# Tropheus moorii "Bemba" Spawning



## VElderton (Jun 3, 2015)

I started dabbling in _Tropheus sp_. in November 2016. Through some fish buys and trading through BC Aquaria I started with 3 _Tropheus moorii_ "Ikola", 2 _Tropheus moorii_ "Chilenga", 1 _Tropheus moorii_ "Bemba" and 8 - _Tropheus duboisi_. It was a real mixed group but even so I had some success with _T. duboisi_ spawning.

Then due a slight tank water quality issue in the summer in June 2017 I lost one of my breeding _Tropheus duboisi_ females leaving me with too many males and not enough females for a viable group. I traded off the Ikola that seemed to harassing everyone and diligently sought Chilanga, Duboisi or Bemba to set up a new colony of at least 12 - 14 of the same species.

Late in 2017 a generaous BC Aquaria member offered his 13 adult Bemba to me. We were able to finally find a mutually time to pick them up in mid-February. After a couple of weeks of my lone male and the newcomers sorting themselves out while the new fish acclimatized to the new tank conditions ... things started to look up this past week and based on this video footage I captured a couple days ago things look promising.

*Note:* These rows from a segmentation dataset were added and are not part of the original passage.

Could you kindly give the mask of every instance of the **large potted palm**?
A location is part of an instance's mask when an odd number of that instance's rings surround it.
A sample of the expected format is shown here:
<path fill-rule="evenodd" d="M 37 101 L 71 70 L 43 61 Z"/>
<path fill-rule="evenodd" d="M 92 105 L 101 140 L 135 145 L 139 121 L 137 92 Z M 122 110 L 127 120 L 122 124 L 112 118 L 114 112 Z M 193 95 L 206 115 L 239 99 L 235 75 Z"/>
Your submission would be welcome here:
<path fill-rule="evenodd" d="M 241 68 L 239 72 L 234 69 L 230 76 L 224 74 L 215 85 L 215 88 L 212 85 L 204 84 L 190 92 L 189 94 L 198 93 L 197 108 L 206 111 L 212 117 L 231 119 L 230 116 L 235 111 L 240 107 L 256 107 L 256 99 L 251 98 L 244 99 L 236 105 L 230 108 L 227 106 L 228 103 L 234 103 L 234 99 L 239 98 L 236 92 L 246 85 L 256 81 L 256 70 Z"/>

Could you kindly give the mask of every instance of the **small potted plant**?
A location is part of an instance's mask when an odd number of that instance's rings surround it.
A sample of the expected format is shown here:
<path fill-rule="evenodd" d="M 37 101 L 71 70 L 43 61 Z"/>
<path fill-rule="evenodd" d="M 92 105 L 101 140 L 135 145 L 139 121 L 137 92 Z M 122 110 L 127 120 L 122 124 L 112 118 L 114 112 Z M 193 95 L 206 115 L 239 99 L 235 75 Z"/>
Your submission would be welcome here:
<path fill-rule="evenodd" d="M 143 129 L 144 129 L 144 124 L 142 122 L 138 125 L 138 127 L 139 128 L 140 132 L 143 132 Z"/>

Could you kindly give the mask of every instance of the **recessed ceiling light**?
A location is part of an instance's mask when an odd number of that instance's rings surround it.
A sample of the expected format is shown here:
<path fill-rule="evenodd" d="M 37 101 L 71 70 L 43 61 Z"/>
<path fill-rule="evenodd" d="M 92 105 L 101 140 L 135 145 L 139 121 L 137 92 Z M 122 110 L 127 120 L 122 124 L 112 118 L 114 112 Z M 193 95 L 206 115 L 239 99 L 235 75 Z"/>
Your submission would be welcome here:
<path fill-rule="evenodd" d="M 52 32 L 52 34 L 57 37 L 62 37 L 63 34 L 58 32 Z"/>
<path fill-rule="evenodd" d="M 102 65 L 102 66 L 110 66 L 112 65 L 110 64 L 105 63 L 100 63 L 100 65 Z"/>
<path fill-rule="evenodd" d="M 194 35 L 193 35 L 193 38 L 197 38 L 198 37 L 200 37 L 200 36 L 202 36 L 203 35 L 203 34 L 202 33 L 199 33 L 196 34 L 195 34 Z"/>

Right now I have 14 - Bemba, 5 - Duboisi and 2 - Chilenga. They are not all in my main _Tropheus sp._ tank which is only a Fluval Venezia 190 L as it is too small. However in late April / early May I will be setting up a Fluval Venezia 350 L to house them. My goal is to house the 14 - Bemba with a similar group size of Duboisi in the new tank ... so I a am still on the hunt for a second breeding group.


----------



## Rajan (Apr 21, 2010)

Congrats. Looks like baby time soon


----------



## hp10BII (Apr 23, 2010)

Congrats, I hope you have holding females soon!


----------



## VElderton (Jun 3, 2015)

Thanks ... looking forward to setting up the Fluval Venezia 350 L to house the _Tropheus sp_. and their other Tanganyikan tank mates. Any success that I have had or might have will come from a number of BC Aquaria forum members.


----------